Query-Driven Ontology Assessment for Scientific Domain Applications

PyPI Documentation License: BSD-2


Overview

As scientific fields increasingly adopt FAIR data principles, ontologies have become essential for encoding the semantics of scientific investigations. Yet evaluating ontology quality remains a manual, technically demanding bottleneck. Current frameworks emphasize structural correctness but fail to assess practical utility against the real-world queries posed by domain scientists.

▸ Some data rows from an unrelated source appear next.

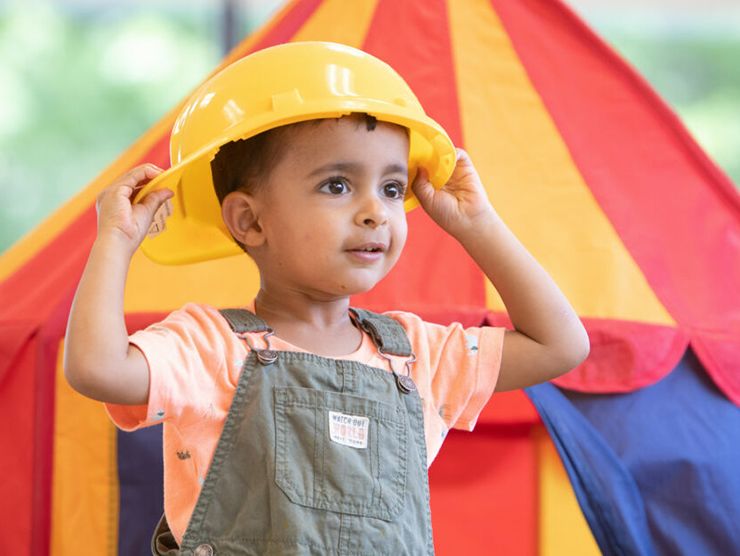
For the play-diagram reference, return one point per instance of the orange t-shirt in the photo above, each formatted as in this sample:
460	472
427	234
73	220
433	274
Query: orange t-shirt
194	364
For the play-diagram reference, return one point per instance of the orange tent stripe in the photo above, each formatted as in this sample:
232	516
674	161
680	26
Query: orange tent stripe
85	485
434	270
532	181
674	210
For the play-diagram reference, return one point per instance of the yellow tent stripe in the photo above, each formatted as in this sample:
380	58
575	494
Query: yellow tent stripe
23	250
84	513
562	529
339	21
532	179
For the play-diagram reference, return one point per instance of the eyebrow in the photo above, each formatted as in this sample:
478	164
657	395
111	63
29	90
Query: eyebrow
353	167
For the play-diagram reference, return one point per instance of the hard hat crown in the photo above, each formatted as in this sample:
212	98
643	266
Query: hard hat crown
277	86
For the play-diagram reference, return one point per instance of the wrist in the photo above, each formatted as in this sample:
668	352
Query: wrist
114	243
475	228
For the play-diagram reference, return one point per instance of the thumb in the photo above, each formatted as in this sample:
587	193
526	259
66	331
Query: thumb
150	203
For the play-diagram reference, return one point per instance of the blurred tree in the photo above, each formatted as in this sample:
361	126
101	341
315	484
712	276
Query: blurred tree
81	81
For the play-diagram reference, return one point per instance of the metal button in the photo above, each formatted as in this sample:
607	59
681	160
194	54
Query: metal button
267	356
204	550
405	384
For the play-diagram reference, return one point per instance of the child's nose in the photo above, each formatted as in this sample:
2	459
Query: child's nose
372	212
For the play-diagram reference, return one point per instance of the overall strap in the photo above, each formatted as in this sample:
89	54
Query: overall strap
387	334
242	321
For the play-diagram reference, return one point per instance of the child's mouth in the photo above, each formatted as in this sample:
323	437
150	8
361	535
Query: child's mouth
369	252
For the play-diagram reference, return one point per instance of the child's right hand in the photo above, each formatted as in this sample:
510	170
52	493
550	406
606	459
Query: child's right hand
118	218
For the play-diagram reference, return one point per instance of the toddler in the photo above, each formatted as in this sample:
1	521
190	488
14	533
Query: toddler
296	424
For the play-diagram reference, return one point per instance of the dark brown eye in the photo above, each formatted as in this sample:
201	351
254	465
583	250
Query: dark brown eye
394	190
335	186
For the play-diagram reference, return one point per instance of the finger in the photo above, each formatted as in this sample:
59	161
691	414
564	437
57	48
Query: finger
422	187
152	201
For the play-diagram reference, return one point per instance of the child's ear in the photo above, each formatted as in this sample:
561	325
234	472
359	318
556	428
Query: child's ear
240	212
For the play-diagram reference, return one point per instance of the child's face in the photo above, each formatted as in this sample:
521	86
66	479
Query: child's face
331	212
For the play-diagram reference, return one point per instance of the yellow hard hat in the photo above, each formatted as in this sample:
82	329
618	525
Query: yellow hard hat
276	86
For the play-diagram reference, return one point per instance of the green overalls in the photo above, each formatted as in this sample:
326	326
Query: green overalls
317	456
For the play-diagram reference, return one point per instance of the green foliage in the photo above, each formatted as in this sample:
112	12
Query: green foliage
78	87
699	76
77	90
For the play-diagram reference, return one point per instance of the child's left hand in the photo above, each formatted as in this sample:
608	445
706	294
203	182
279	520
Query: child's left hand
461	204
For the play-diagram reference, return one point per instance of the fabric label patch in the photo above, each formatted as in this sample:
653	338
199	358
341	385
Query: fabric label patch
350	430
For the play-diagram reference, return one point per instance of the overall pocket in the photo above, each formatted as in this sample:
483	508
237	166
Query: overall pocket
340	452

OntoCheck is an open-source Python tool that unifies domain-agnostic structural metrics with a novel, query-driven assessment methodology. By analyzing SPARQL queries derived from natural-language competency questions, OntoCheck compares the required query terms against an ontology's full vocabulary to yield complementary metrics for vocabulary coverage and utilization density. This empowers domain scientists and data engineers to make evidence-based decisions about ontology selection without requiring deep expertise in formal knowledge representation.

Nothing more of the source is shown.